Pourquoi partir pour le pays de l’hiver ?

On m'a souvent posé cette question. Le goût de vivre une aventure, mais aussi l’envie d’une vie meilleure pour nos enfants. Nous partions la tête pleine de rêves de grands espaces et d’envie de croire que l’herbe est plus verte ailleurs.

L’atterrissage en sol canadien

Recommencer à zéro et laisser derrière nous la famille, les amis, le connu pour un nouveau pays est tout un défi.

Passé les premiers moments de découverte, on ne mesure pas tout ce que ça demande de capacité d’adaptation, de résilience pour se reconstruire une vie, loin de nos repères habituels.

Une chance que l'on parle la même langue avec de grosses variantes tout de même ! Juste commander une saveur (et pas un goût) de crème glacée (pas une glace !) avait été toute une aventure pour me faire comprendre.

Choisir le matériel de classe pour la première rentrée scolaire des enfants avait été une expérience : demander le rayon des cartables (sacs d’école en France) et se retrouver devant les classeurs. Donc, on ne demande pas une gomme, mais une efface. La gomme, ça se mâche. Bah oui.

Et un duotang, kecèça?

Et mon parcours professionnel en dix ans?

En immigrant, on devient adaptable et on accepte ce que l’on trouve, même si ça n’a rien à voir avec notre métier d’origine.

Alors, je peux vous résumer ça en quelques mots clés :

Des citrouilles, des moines, des huiles essentielles.

Je suis passée de prof d’anglais au collège (secondaire en France) à Conseillère en citrouilles, mon premier poste !

J’ai aussi occupé un poste de secrétaire de direction chez les moines (oui oui!), quelques autres postes variés, un peu d’enseignement, avant de renouer avec une de mes passions : les huiles essentielles et de créer ma compagnie. Ce n’est pas tout à fait le parcours professionnel rectiligne que j'imaginais.

Les défis

Le froid, l’hiver. L’éloignement de ceux que l'on a laissés derrière nous. Se refaire un cercle d’amis.

Nous avons connu des hauts et des bas. Des pertes d'êtres chers restés au pays, des pertes financières, des changements de cap, de bons moments et de grosses crises. Le besoin de retrouver ses racines qui resurgit souvent. J’ai pleuré bien des fois, mais lorsque je suis retournée en France la première fois, j’ai réalisé que mon nouveau pays d’adoption était devenu mon chez-moi.

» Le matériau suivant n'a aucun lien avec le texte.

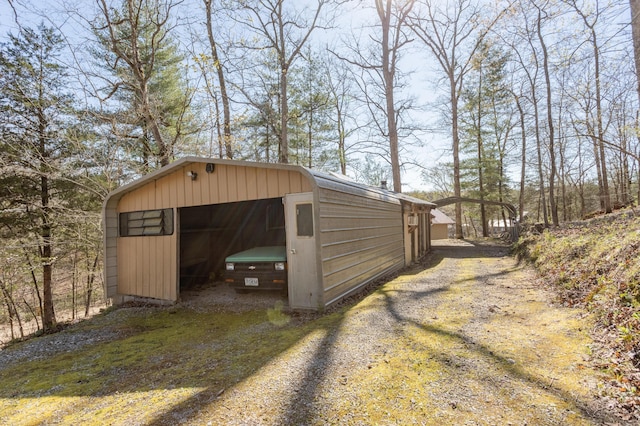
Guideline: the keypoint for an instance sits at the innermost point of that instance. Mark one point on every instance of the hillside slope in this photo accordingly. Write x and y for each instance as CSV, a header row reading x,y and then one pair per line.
x,y
596,264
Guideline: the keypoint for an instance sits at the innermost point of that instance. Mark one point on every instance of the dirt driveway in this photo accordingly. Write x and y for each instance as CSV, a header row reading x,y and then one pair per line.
x,y
470,340
467,339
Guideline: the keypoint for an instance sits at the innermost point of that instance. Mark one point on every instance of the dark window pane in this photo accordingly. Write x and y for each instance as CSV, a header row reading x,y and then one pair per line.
x,y
304,213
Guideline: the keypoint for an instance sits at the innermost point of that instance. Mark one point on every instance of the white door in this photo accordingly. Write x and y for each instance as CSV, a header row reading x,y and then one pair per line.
x,y
301,251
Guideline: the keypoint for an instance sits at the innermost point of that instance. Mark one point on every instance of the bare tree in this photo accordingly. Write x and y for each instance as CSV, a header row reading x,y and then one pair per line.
x,y
122,32
635,31
226,126
381,76
453,35
281,27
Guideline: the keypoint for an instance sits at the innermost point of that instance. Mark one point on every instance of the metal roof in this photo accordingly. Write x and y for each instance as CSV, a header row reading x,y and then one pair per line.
x,y
321,179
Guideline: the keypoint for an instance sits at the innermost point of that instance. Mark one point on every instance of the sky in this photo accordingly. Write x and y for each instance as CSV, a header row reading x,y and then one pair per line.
x,y
434,145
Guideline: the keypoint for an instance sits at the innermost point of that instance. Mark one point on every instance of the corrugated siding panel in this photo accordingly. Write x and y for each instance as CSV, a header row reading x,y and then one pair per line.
x,y
361,240
143,269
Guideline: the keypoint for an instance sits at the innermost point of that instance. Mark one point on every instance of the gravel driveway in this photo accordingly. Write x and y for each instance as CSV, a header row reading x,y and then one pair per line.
x,y
468,338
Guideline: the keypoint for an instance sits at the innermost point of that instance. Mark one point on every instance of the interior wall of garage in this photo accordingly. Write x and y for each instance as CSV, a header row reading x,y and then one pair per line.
x,y
148,266
208,234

Malgré tout, on reste un immigré, partagé entre son pays d’accueil et son pays d’origine, des années plus tard. Les enfants ont vécu ce même sentiment de manque de racines, intensifié avec l’adolescence.

Ma plus belle réussite

Aujourd'hui, ma plus belle réussite est de voir mes enfants qui se sont épanouis au Québec et vont à leur tour fonder leur propre foyer. Ils ont conscience de la richesse qu’ils ont de vivre ici, même si la France leur manque. Mais quand on leur a posé la question de savoir s’ils voulaient retourner vivre en France, les trois ont répondu non.

Alors, douze ans après, mon portefeuille n’est pas mieux garni, mais mon cœur est plus riche. Riche de belles rencontres, riche de plus d’ouverture. Riche d’avoir ouvert la porte du monde à mes enfants et de leur avoir donné le choix entre deux continents.

Je ne sais pas ce que me réservent les dix prochaines années. Mais je sais que je pourrai me retourner avec fierté dans 10 ans, regarder ma vie et me dire : « ça n'a pas été facile, mais quelle aventure ! »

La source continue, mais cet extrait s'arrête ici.